The University of Vermont's Independent Voice Since 1883

The Vermont Cynic

The University of Vermont's Independent Voice Since 1883

The Vermont Cynic

The University of Vermont's Independent Voice Since 1883

The Vermont Cynic

Alvin: A True Account with a New York City Street Musician

It was the part of the night in New York City when all the outsiders jump back on the Path Train to the quiet of the suburbs. City dwellers were making their final rounds and poets were just beginning to write; it was the hour of love and unlove, the loneliest or sweetest part of the evening. In the East Village, on the corners, late-night musicians were blowing their horns, the sounds seeming to coagulate into one long narrative, floating into the moist summer air with the same ease and comfort as the steam leaving the manholes; a real lesson in story telling. Somewhere out there the greatest musician in the world was playing, Coltrane’s secret disciple, posing as a human jukebox, acting upon the input of a quarter. Some passerby yelled out standards like “Take the A-Train,” and some hollered “shut the fuck up!” while others walked by indifferently, numb and unaware. Poised on a sidewalk near the corner of Houston and Allen a man named Alvin played his tenor, begging his lady to come to him; he made his plea into the night hoping that the lack of walls in the venue might allow for his cry to reach her wherever she may be.

“That’s the grace of being able to play out here,” Alvin told me, “not a muthafucker to play for ‘cept myself.” He stood in a black trench coat wearing sun-glasses to protect his eyes from the darkness. Alvin held the image of a Charles Mingus, large and volatile, while simultaneously showing elements of tenderness like a man who would shake your hand after beating your face in. His black skin illuminated itself like fresh paint on a car, significant in any light. Alvin’s face looked as though it had been born aged, a victim of gravity that seemed to pull the skin around his eyes and mouth forever downward as if he was destined from inception to play the blues. There was no hair on his head, and his voice was gully like a deep bark. “Angelina,” he said shaking his head, “I wish I knew where she was right now.” And then he blew a couple of sailing phrases, not so much responding to his own call, but rather acting as a translator, conveying his wish in a language that only the two of them could understand.

***

I discovered Alvin on the way back to my apartment that night, taken aback by his large presence and the idiosyncrasies of his sound, the ways in which he would steadily build to a climax only to cut himself off immediately and abruptly before he got there; it was as if he was constructing the tallest building in the world but always refusing to finish it, never giving it a roof, never cutting off the possibility of going higher. After he would stop playing he would wait a couple of minutes, look around as if to make sure no one was coming, and then pick up where he had previously left off. For Alvin, climax meant writing a final chapter to his never-ending story, a farewell, a letting go, an end to his means. In Alvin’s head it was always about leaving the story-that is, the story of his life-open to possibility, closing it would mean giving up-giving up on life, love and most of all Angelina. Every night was another piece to his grand opus, a life’s work constantly in progress-instead of writing many pieces, he opted to write one long one.

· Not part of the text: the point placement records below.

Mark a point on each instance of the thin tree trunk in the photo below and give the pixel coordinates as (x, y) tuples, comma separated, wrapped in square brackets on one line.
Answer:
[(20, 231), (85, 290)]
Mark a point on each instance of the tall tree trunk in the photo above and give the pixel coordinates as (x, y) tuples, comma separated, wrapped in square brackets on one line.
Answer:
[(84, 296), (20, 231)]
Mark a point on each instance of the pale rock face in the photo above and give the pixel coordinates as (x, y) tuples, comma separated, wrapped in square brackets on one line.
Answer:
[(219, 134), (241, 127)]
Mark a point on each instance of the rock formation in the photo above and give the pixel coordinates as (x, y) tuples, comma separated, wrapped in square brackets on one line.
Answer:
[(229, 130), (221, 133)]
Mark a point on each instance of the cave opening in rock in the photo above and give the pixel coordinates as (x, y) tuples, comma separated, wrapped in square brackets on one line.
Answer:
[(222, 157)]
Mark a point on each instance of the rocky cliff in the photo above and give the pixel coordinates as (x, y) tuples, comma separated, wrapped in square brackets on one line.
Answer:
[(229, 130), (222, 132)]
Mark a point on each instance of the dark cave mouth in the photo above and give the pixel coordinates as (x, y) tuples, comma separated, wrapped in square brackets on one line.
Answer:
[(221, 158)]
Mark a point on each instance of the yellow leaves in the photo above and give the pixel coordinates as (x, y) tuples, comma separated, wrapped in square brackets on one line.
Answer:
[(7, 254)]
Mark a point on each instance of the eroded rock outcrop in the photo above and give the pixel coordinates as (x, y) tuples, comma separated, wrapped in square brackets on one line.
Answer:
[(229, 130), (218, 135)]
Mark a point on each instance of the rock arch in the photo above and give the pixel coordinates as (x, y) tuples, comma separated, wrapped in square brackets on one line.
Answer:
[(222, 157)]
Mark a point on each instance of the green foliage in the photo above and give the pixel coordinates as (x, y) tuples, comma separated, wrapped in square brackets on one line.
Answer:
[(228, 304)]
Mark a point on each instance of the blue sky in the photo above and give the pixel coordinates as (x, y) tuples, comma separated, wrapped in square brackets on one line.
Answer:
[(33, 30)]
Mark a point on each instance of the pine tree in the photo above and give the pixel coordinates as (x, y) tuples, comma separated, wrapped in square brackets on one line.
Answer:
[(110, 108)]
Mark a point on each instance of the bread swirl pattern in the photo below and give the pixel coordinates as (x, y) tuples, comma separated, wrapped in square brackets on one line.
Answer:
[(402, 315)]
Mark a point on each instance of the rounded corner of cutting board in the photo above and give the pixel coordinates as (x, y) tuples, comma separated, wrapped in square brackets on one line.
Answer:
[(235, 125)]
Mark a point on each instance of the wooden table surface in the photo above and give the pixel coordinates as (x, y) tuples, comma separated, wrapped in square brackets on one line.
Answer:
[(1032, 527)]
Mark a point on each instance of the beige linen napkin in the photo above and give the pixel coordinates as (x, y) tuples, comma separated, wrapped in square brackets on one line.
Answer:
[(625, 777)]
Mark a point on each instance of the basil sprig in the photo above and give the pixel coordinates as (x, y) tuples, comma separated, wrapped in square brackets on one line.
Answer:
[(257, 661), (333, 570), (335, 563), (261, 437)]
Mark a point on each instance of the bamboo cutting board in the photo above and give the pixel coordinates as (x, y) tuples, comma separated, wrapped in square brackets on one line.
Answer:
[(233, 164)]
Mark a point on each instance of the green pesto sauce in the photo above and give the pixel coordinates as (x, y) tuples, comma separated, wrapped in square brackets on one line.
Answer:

After stopping to listen to him long enough for his playing to mean something, during one of his pauses I said “Hey man, that’s beautiful.” Alvin had no reaction to me, glanced in my direction as if to look right through me-to him I wasn’t even there-and then just went right back to playing his horn. I stood around and waited for Alvin to pause again while simultaneously wishing that he would never pause and just play forever. Alvin’s playing felt like a whisper, there was no squealing or grunting, no speeding scale runs, just a man taking his time, more interested in coaxing and healing than in screaming-he wanted her to come to him and she was delicate not abrasive.

***

“Muthafucker you been standin’ there for about an hour,” Alvin said hotly, “I ain’t one of these street niggers taking requests; go home boy.”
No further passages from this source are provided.